Carbon dioxide was supplied by Lynde Gas with a purity of 99.99%, and ethanol 99.9% (with 0.1% water maximum) was obtained from VETEC Química, Brazil. Both chemicals were used without any further purification.

3.2. Equipment and Procedure

The apparatus designed to the measure the bubble points curve, that can support pressure and temperature up to 40.0 MPa and 343 K, respectively, is schematically described in Figure 3.

The high pressure variable volume cell used to perform phase transition measurements by acoustic and visual methods is made of stainless steel. It comprises two main parts: (i) a frontal compartment with flat surfaces to allow the location of the two ulta-sound transducers in two flat walls that are opposed, parallel, and perfectly aligned, and (ii) a cylindric compartment with a mobile piston which pressurizes or depressurizes the mixture. This part contains an obstacle properly located so that the piston cannot penetrate into the frontal compartment.

In the frontal superior part of the cell, there are three nozzles in the cell that are used for temperature indication and control, solvent injection, and pressure measurement. The cell is provided with two sapphire windows. In the frontal window, a video acquisition system consisting of a webcam (Logitech Quickcam Orbit AF) connected to a computer allows the observation of the cell interior. The other sapphire window, located in the top, is used for illumination inside the cell.

Homogenization of the mixture is guaranteed by a small magnetic bar and an external magnetic stirrer. The cell is enclosed by an electric mantle and an automatic control system that keeps the temperature constant. The pressure is measured by a calibrated pressure transducer (GEFRAN model TK-E-1-E-B35D-H-V) with uncertainty of ±0.01 MPa.

The ultra-sound wave is generated by a pair of US transducers (General Electric model MB4S 57749, frequency of 4 MHz, and diameter of 10 mm) connected externally to the cell by means of a thread. Each transductor is connected to a plate (MATEC SR9000), installed in the microcomputer, which is responsible for the emissions and captures of the ultrasonic waves. The ultra-sound emissor transducer captures the electric signal sent by the computer and converts it into an ultrasonic wave at the desired frequency. Afterwards, the ultra-sound receptor transducer captures the ultrasonic wave that was propagated through the fluid under investigation and converts it into an electric signal. Both waves are analyzed in real time in the oscilloscope, and the distance between the pair of transductors, which is fixed and known, corresponds to the path of the ultrasonic wave.

The amplitude of the wave is observed through a digital oscilloscope (Tektronix model 1001B, with two channels), which monitors the acoustic waves transmitted and captured by the pair of channels separately and simultaneously. The time difference between the beginning of the transmission of the pulse and the beginning of the capture of the signal by the receptor transducer is used to calculate the sound velocity in the fluid under the specified conditions of pressure and temperature. The external indicator of the oscilloscope monitores the plate which generates the signals so that the synchronism of the actions is guaranteed.

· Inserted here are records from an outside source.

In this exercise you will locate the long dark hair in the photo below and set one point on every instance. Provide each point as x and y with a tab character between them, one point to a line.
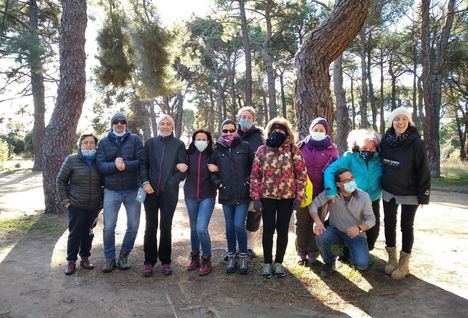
208	149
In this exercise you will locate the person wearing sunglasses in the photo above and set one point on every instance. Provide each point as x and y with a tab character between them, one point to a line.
233	159
165	163
119	159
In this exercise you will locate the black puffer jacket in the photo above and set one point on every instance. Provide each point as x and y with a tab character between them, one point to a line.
405	166
254	136
130	148
235	164
162	154
79	183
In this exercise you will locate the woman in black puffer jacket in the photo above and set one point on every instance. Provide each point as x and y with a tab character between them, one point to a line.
406	181
79	186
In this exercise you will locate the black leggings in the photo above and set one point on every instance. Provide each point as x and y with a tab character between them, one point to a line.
276	215
408	213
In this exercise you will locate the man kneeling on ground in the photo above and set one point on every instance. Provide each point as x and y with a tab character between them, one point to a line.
350	216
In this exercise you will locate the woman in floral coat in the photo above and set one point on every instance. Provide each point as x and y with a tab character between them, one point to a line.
277	184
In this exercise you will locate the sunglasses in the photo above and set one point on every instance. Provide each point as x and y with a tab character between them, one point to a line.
225	131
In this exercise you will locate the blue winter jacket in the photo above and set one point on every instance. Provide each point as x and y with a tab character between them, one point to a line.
367	175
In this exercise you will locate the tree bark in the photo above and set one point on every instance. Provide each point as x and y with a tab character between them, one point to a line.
341	107
37	88
60	132
312	96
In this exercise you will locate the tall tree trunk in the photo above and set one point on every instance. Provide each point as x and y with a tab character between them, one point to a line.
247	54
60	132
312	83
267	59
37	87
341	107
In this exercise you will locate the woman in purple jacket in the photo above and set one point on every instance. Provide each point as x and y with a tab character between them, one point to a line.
200	195
318	152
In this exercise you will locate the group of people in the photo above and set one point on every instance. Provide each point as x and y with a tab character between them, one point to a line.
257	176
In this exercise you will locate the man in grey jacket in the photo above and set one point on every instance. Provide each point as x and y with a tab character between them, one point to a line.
350	216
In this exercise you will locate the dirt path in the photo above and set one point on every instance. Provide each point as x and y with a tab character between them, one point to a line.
33	285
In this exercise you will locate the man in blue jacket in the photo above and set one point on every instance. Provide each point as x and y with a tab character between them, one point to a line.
119	159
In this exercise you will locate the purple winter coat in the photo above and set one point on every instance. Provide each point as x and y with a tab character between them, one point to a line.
316	162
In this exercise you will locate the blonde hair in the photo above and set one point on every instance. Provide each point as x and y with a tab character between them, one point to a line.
281	121
357	137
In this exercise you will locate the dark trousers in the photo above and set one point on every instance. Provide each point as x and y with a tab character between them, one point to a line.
166	203
80	237
276	215
373	233
408	213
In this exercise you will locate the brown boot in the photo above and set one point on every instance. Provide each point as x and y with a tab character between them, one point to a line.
403	267
206	266
392	260
194	261
71	267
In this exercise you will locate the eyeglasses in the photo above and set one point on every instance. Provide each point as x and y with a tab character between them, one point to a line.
225	131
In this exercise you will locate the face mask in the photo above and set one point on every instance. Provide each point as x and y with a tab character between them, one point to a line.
276	139
318	136
117	133
350	186
245	124
366	155
201	145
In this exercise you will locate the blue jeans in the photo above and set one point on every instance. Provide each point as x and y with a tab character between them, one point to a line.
357	246
112	202
234	217
200	214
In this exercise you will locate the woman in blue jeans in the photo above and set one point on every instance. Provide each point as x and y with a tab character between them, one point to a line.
200	194
234	159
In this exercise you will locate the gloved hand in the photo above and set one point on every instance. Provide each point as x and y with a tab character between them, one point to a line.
258	207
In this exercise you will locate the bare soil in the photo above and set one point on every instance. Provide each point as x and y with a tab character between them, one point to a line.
32	259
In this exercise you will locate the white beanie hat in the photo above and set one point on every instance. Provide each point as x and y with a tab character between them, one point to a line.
400	111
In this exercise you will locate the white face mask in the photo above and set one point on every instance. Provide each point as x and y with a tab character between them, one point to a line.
318	136
201	145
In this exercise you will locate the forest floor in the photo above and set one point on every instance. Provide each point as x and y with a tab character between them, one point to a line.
33	251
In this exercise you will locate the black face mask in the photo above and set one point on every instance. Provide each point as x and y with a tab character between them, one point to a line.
366	155
276	139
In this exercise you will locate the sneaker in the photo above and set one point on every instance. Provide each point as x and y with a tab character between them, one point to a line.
266	271
231	266
194	261
148	270
251	254
167	269
327	270
122	262
71	267
243	263
279	270
110	265
86	263
206	266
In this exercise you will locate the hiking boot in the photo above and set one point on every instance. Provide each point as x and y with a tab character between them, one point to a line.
251	254
148	270
167	269
194	261
266	270
71	267
279	270
231	266
327	270
206	266
122	262
243	263
86	263
110	265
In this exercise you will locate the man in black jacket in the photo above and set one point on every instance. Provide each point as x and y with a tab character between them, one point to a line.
119	159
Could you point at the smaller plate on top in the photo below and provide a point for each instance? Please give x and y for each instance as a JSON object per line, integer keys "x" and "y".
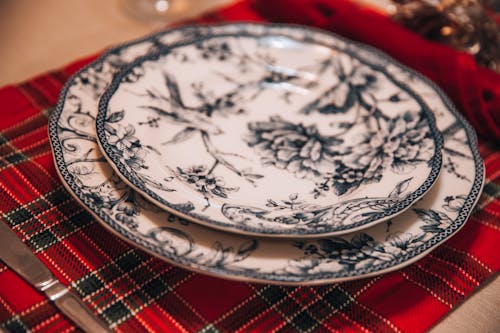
{"x": 271, "y": 131}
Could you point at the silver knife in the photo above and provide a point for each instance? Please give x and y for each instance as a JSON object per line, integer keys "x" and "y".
{"x": 15, "y": 254}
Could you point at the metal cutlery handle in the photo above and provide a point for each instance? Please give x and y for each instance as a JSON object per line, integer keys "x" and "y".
{"x": 19, "y": 258}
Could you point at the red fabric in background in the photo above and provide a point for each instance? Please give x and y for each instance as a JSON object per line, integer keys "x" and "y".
{"x": 475, "y": 90}
{"x": 135, "y": 292}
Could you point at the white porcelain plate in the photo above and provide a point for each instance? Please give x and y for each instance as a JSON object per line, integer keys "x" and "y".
{"x": 379, "y": 249}
{"x": 271, "y": 131}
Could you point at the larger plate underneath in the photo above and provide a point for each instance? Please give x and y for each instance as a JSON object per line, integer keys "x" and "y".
{"x": 383, "y": 248}
{"x": 271, "y": 131}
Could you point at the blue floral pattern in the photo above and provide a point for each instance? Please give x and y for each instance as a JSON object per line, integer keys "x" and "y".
{"x": 376, "y": 250}
{"x": 379, "y": 133}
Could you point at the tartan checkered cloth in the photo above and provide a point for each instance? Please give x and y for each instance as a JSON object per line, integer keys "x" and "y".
{"x": 133, "y": 291}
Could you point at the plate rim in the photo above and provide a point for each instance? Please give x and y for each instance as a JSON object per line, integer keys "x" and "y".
{"x": 156, "y": 199}
{"x": 68, "y": 182}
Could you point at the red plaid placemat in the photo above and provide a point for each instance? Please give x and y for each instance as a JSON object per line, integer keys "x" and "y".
{"x": 133, "y": 291}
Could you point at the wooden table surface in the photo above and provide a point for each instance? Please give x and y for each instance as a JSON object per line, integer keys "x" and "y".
{"x": 36, "y": 36}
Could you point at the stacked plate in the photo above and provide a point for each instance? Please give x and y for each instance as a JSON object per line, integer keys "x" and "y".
{"x": 269, "y": 153}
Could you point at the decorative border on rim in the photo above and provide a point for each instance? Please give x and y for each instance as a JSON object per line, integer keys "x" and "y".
{"x": 136, "y": 184}
{"x": 319, "y": 278}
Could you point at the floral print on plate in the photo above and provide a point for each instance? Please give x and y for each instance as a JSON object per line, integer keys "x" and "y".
{"x": 378, "y": 249}
{"x": 272, "y": 135}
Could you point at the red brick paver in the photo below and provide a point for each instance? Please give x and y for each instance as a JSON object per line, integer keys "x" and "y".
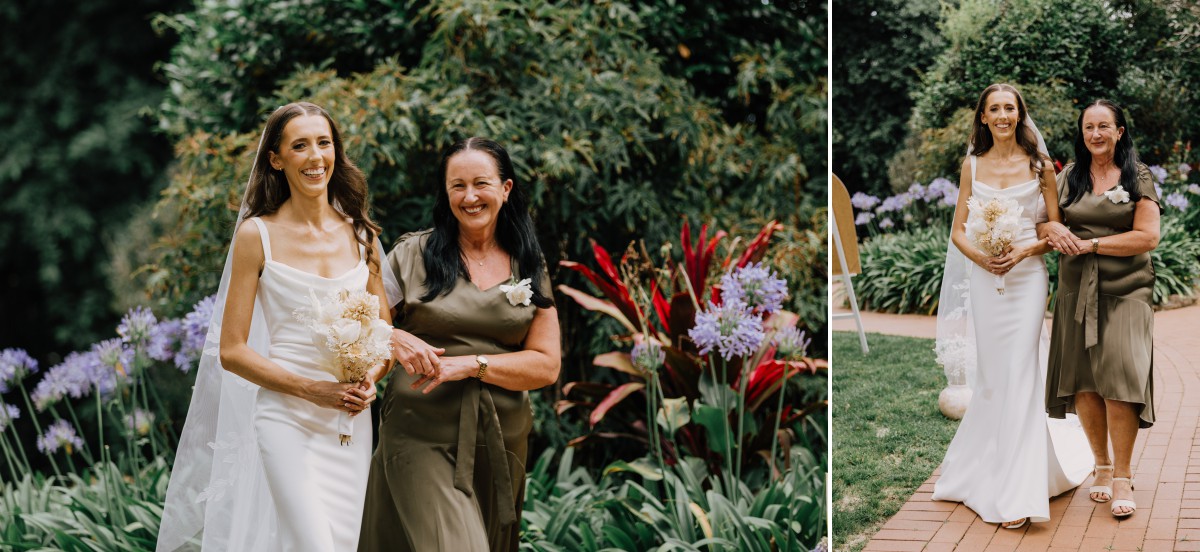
{"x": 1167, "y": 471}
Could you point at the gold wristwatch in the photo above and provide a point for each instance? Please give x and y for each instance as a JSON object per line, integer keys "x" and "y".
{"x": 483, "y": 366}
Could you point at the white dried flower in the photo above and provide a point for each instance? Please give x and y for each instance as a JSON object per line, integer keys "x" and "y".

The technique employed to carry out the vapor-liquid equilibrium measurements is based on the synthetic method that prevents sampling and analysis of both phases. In an evacuated cell, ethanol is added through a syringe. The mass of the syringe is measured in an analytic balance (TOLEDO model Adventurer Ohaus) with uncertainty of ±0.001 g before and after the injection to know the exacted mass of ethanol present in the cell. Carbon dioxide is transferred at constant temperature and pressure (288.2 K and 10.00 MPa) into the pump cylinder and then fed into the cell, in liquid phase, using a syringe pump (ISCO model 260D) that controls the volume of carbon dioxide in its cylinder. The pump cylinder has a jacket, where water at 288.2 K is circulated from a thermobath. Under these conditions (288.2 K and 10.00 MPa), CO₂ density is 0.8901 (http://webbook.nist.gov). In this way, the amount of carbon dioxide is known with ±0.01 mL of precision. After the filling operation, the precise composition of the binary mixture can be calculated. The temperature of the system is set to the desired value. When this value is reached, the pressure of the mixture is slowly increased by the piston motion until the system becomes homogeneous (liquid phase). When the thermal equilibrium in the one-phase region is reached, the pressure is slowly decreased with a programmed rate until the first bubble is observed. The phase boundary is located in the pressure interval between the points where it is possible to distinguish between a single, and a two-phase state. The size of the pressure interval is reduced by alternately increasing and decreasing the pressure a couple of times (at least two) each time viewing the phase change in the computer monitor and the decrease of US signal amplitude in the oscilloscope to determine the bubble pressure. The composition of the major phase (liquid phase at bubble point) is taken as being the overall composition into the cell. The liquid phase compositions (mass fractions) were estimated to be precision within ±0.01.

4. Experimental Results

The equipment used and the procedure adopted were validated by comparing the results obtained for the VLE data for the system carbon dioxide + ethanol at 298.2 K (Figure 4), 313.2 K (Figure 5), and 323.2 K (Figure 6) with those reported by other authors at the same temperature. Figure 4 presents the data obtained in this work and literature data [7, 9], which used the sampling and the visual technique, respectively. Figure 5 shows the data obtained in this work and the literature data [8, 10], which used the sampling and the visual techniques, respectively. Figure 6 presents the data obtained in this work and the literature data [10, 13, 14], which used the visual, sampling, and visual techniques, respectively. The results of the present work were found to be in agreement with these authors.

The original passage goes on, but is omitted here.